Oleh karena itu seorang pemimpin atau raja diharapkan berbudi luhur dapat
memberi kemakmuran pada rakyat dan selalu tabah menjalankan roda pemerintahan.
Pada masa Hamenku Buwana VIII corak parang menjadi pedoman utama untuk
menentukan derajat kebangsawanan seseorang. Tiga motif batik lain yang menjadi
standar istana adalah coak semen (dari kata semi yang artinya tumbuh), sawat
(pemakainya diharapkan memperoleh kemakmuran, kewibawaan dan perlindungan),
udan riris/udan liris (artinya hujan gerimis, pengharapan agar selamat, sejahtera,
tabah dan dapat menjalankan kewajiban dengan baik).
Secara garis besar busana
sebagai atribut kebangsawanan dapat dibedakan menjadi dua golongan yakni busana
untuk sehari-hari atau non formal dan busana untuk kegiatan formal atau resmi. Busana
resmi terbagi dua yaitu untuk upacara alit dan upacara ageng.

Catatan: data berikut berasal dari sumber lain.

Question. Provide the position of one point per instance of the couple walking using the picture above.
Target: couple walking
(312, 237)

Upacara alit
misalnya tetesan (khitan untuk anak perempun), tarapan (haid pertama kali) dan
tingalan dalem padintenan (peringatan penobatan raja berdasarkan perhitungan
hari dan pasaran Jawa misal Selasa Kliwon). Upacara ageng misalnya supitan
(khitan), perkawinan kerabat kraton, tingalan dalem tahunan, jumenengan dalem,
Agustusan dan sedan (pemakaman jenazah raja).
Busana sehari-hari putri
sultan yang masih kecil adalah sabukwala yang terdiri tiga macam yaitu
sabukwala nyamping batik untuk busana sehari-hari dan upacara alit, sabukwala
nyamping praos untuk resepsi tetesan yang bersamaan supitan dan sabukwala
nyamping cindhe untuk upacara garebeg dan tetesan tidak bersamaan dengan
supitan. Untuk putra laki-laki mengenakan busana kencongan,baju surjan,
lonthong tritik,ikat pinggang berupa kamus songketan dengan cathok/timang dari
suwasa (emas berkadar rendah).
Untuk putri sultan
praremaja atau peralihan dari anak-anak ke remaja (biasanya berusia 11 sampai
14 tahun) mengenakan busana pinjungan. Busana ini dikenakan dengan cara melipat
ujung kain sebelah dalam dibentuk segitiga sebagai hiasan penutup dada. Busana
pinjungan dibedakan menjadi pinjung harian, pinjung bepergian, pinjung upacara
alit dan pinjung untuk upacara garebeg.
Untuk remaja dan dewasa
dalam keseharian mengenakan busana semekanan (dari kata semekan berupa kain
panjang dengan lebar separo dari lebar kain biasa berfungsi sebagai penutup
dada). Untuk remaja atau putri yang belum menikah semekan polos tanpa tengahan
tanpa hiasan kain sutra di tengahnya. Bagi yang sudah menikah semekan tritik
dengan tengahan.
Bagi pria remaja atau
dewasa dalam kesehariannya mengenakan baju surjan, kain batik dengan wiru di
tengah, lonthong tritik, kamus songketan, timang, destar sebagai penutup
kepala. Busana untuk upacara ageng adalah busana keprabon khusus untuk putra
sultan. Jenis busana keprabon untuk pria terdiri dari busana dodotan, busana
kanigaran dan busana kaprajuritan. Berbagai
ragam busana adat dengan perlengkapan-perlengkapannya tersebut ternyata tidak
hanya sekedar untuk menunjukkan status kebangsawanan, kemegahan dan kemewahan
tetapi juga mengandung makna simbolis. Misalnya sangsangan sungsun (kalung
bersusun) merupakan perlambang tiga tingkatan kehidupan manusia dari lahir,
menikah dan mati yang dihubungkan dengan konsepsi Jawa tentang alam baka, alam
antara dan alam fana. Binggel kana (gelang) berbentuk melingkar tanpa ujung
pangkal bermakna lambang keabadiaan, Bentuk gunungan (meru) pada pethat (sisir)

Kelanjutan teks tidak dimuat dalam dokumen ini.